The writer materialized his literary work with the text “A strange job” (1957) and rose to fame thanks to “Hiroshima Notebooks” (1965), an account of his trip to this city in southern Japan in 1963 and later years. in order to interview the victims of the atomic bombing of 1945. Later, in 1970, he would also publish “Okinawa Notebooks”, a travel log where Oe narrates his encounters with the residents of this group of islands in southern Japan, and questions the living conditions in this region and the power exercised by the central government over it.

In 1958, he won the renowned Akutagawa Award for Young Authors with “The Prey,” about an African-American pilot held captive in a rural Japanese community during World War II, and that same year, he published his first major novel, “Pluck the Seeds, Shoot the Children”, a social fable about children in a correctional facility in Japan during the war.

Nobel Prize

His decisive consecration would come in 1994 when he was awarded the Nobel Prize for Literature, which he obtained for creating “with great poetic force an imaginary world where life and myth condense to form a disconcerting portrait of the fragile human situation”, in the words of the jury.

Despite the fact that he had as a maxim not to interact with governments of any kind, neither in his country nor abroad, He considered that the Nobel was awarded to him by the Swedish people and accepted it, becoming the second Japanese writer to obtain the highest literary award, after Yashunari Kawabata in 1968. Later, in 2017, Kazuo Ishiguro would receive it.

In his more journalistic facet, the author wrote articles in newspapers and magazines about the nuclear situation facing Japan today and actively participated in various groups against this type of energy.

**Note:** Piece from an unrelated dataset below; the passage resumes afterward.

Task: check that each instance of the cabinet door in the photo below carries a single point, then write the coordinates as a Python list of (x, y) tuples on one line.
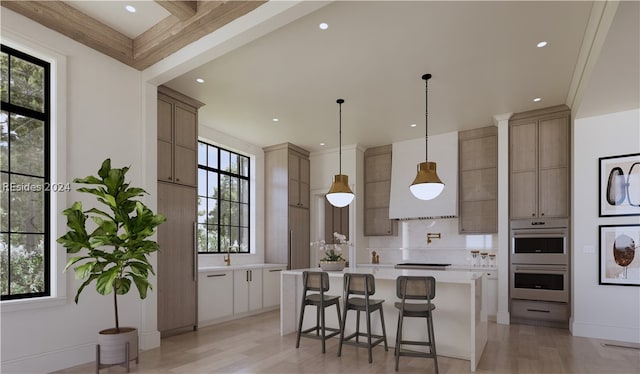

In addition to the Nobel Prize in 1994, the writer was awarded other prestigious prizes such as the Literature Prize at the University of Tokyo in 1957 and the Akutagawa Prize in 1958, considered the most important among young writers in the archipelago, when he was only 23 years old.

In recent years, he has added his critical voice to events such as the Fukushima nuclear accident in 2011, asking the Government of Tokyo to stop all nuclear activities in the country.

The birth in 1963 of a disabled son, Hikari (“Light” in Japanese), turned his personal life upside down and gave new impetus to his work. “Writing and living with my son overlap and these two activities can only deepen each other. I told myself that, without a doubt, that is where my imagination could take shape,” he once explained.